The reference outputs are appended as private context for the aggregator. Then the aggregator runs with Hermes’s full tool schema, makes tool calls, and Hermes executes those tools normally. On the next iteration, the whole process repeats over the updated conversation.
A few design decisions I like:
- Prompt caching preserved. The reference outputs are appended to the end of the latest user turn, not spliced into the middle of history. That means the stable prefix stays cached, and only the freshly appended tail is new context. No extra cache cost beyond the reference model calls themselves.
- Failures are graceful. If one reference model goes down or hits an auth error, Hermes includes the failure message in the reference context and keeps going with whatever models returned. You don’t lose a whole session because one provider had a hiccup.
- Recursive MoA blocked. An aggregator cannot be another MoA preset. The system explicitly prevents nested mixture trees, which makes sense — the combinatorial explosion would be expensive and hard to debug.
Nous Research’s official post says MoA presets give users “capabilities beyond the publicly available frontier” — 8% higher than Opus 4.8 and 11% higher than GPT-5.5.
Configuration and Setup
You configure MoA presets through the dashboard, the Desktop app settings, or directly in config.yaml. The config format is straightforward:
moa:
default_preset: default
presets:
default:
reference_models:
- provider: openai-codex
model: gpt-5.5
- provider: openrouter
model: deepseek/deepseek-v4-pro
aggregator:
provider: openrouter
model: anthropic/claude-opus-4.8
reference_temperature: 0.6
aggregator_temperature: 0.4
max_tokens: 4096
enabled: trueYou can mix providers freely. The reference models don’t need to be from the same provider as the aggregator or each other. You can run Claude as the aggregator over GPT and DeepSeek references, swap in a local model as one reference, or point references at different OpenRouter endpoints.

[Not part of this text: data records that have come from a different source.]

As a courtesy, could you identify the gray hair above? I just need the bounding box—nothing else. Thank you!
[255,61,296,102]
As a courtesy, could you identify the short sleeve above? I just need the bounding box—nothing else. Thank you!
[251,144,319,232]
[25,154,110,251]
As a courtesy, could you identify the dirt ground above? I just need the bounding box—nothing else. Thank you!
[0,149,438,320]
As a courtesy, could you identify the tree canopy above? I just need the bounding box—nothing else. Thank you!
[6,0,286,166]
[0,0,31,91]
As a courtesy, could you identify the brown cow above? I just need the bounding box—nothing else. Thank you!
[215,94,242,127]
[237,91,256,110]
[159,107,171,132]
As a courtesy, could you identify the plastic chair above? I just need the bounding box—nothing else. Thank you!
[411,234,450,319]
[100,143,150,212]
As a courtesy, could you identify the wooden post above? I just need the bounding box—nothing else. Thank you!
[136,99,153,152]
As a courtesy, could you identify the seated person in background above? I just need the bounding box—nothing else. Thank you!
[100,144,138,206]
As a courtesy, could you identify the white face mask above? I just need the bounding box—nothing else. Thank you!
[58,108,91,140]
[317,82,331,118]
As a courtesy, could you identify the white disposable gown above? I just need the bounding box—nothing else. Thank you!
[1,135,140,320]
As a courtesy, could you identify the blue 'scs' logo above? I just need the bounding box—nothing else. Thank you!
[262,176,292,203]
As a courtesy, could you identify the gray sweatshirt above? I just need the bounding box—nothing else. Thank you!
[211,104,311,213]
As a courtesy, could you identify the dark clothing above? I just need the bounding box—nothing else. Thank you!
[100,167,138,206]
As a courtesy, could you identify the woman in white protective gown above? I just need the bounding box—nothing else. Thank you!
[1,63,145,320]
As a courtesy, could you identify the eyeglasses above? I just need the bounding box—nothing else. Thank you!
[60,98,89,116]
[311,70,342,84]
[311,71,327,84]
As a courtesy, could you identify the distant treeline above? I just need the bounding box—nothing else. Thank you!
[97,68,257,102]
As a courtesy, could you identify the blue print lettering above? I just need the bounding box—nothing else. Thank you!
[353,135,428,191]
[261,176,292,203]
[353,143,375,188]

The /moa slash command lets you switch presets mid-session: /moa review to pick a named preset, or /moa with a prompt for a one-shot MoA call. It’s one of the quality-of-life touches that makes this feel like a first-class feature rather than an add-on.
Why This Matters for Agent Builders
The open-source agent space has been converging on the idea that one model is not enough for hard tasks. The approaches so far have been jury-rigged: pipeline scripts, multi-step chains, synchronous calls with manual routing. What Hermes Agent just shipped is a clean abstraction that lives inside the normal agent loop.
If you’re already running Hermes Agent, this is a config change and a /moa away. If you’re not, the v0.17.0 release from last week already made Hermes dramatically faster, and MoA 2.0 is the kind of feature that justifies revisiting the stack.
A few things to keep in mind:
- MoA increases model-call count. Every iteration is N reference calls plus the aggregator. That means higher token costs per session compared to running a single model.
- The benchmark numbers are HermesBench, not a published third-party benchmark. Take the exact percentages with reasonable skepticism, but the directional improvement across two different reference models is credible.
- The docs went live today, June 26. This is fresh, and the feature may evolve as real-world usage reveals edge cases.
Still, this is the best implementation of multi-model agent orchestration I have seen in an open-source project. It’s not bolted on. It’s a provider in the model system, which means every surface, every tool, every feature of Hermes works with it automatically.
You can read the official MoA documentation for the full spec, or check out the Hermes Agent GitHub repo to get started.
If you have been running Hermes and want to see how the /learn command turns source material into reusable skills on top of this, that’s a solid next read. And yes, you can use MoA presets with skills, pets, subagents, and everything else — that’s the point.
Bottom Line
Mixture of Agents 2.0 in Hermes Agent is a production-grade multi-model agent feature that actually works like a normal model. No custom infrastructure, no chain-of-thought engineering, no glue code. Configure, /moa, and your agent runs across providers.